Chemicals, like medicines, must be completely inaccessible to children. They should be stored and used on high shelves or behind locked doors.
People differ with respect to their contact sensitivity to chemicals, but it is a good idea to assume sensitivity to all of them and to protect your hands by wearing rubber gloves. If a chemical is accidentally spilled or splashed on the skin, it should be washed of f immediately. Even if it does not feel irritating, it could cause a rash, and it is likely to stain. Protect your clothing by wearing a rubberized or plastic apron. And, obviously, full precautions must be taken to avoid taking even small amounts of these chemicals internally. Some would do little or no harm, but others could be fatal. So, I repeat, treat all chemicals as poisons!
Although I have tried to emphasize the need for caution in the use of chemicals for coloration of gemstone (or purpose really) and shall do so throughout this book, where applicable, I and the publishers of this book must and herewith do disclaim any and all responsibility for any deleterious effects suffered directly or indirectly as a result of the instructions and procedures presented herein.
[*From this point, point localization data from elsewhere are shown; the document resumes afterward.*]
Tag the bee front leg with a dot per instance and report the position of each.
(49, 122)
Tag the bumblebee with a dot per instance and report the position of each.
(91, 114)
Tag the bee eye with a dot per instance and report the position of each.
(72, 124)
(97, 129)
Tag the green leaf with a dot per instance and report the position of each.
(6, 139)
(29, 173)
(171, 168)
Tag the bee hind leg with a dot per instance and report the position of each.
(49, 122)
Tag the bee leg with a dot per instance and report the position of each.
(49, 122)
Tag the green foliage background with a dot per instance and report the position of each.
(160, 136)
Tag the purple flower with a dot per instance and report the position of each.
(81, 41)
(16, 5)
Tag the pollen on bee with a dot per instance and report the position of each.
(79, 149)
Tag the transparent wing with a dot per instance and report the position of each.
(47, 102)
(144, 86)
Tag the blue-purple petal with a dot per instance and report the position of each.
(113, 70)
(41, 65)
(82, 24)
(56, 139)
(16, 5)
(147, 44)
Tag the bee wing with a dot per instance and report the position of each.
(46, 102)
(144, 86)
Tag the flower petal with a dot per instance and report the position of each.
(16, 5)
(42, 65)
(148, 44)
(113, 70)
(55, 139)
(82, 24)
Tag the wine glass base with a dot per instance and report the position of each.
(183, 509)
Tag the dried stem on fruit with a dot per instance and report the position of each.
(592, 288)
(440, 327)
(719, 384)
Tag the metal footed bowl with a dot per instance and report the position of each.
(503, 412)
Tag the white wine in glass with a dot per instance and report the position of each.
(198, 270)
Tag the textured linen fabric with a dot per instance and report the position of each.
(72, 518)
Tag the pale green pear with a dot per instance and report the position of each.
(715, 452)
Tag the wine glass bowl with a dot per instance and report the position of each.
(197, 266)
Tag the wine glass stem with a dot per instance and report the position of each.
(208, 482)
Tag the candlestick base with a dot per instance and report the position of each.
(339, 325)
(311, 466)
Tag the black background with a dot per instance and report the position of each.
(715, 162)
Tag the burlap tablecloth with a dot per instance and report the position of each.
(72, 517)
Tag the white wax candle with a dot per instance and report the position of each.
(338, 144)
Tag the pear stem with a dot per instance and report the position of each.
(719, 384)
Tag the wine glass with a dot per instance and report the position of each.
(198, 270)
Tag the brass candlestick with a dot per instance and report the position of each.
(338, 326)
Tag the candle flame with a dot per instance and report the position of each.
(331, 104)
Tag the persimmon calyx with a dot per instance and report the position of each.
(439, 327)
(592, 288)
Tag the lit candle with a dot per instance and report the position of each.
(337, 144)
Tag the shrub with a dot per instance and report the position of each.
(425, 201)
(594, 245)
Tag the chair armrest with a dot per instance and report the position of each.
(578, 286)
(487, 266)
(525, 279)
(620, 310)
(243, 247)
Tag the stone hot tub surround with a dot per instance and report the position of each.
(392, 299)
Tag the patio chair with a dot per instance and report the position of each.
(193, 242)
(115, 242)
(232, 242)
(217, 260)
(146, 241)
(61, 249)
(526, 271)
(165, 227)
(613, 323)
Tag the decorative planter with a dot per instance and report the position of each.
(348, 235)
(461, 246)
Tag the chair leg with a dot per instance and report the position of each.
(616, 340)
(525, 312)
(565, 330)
So, you “travel at your own risk”, although the risk is indeed negligible if you observe intelligent precautions. I have been working with these and other chemicals since 1920 and have suffered nothing worse than yellow, brown, blue or green stains on my fingers and nails, simply because I hate to wear rubber gloves. But, I do recommend wearing rubber gloves when working with these chemical solutions, especially for milady.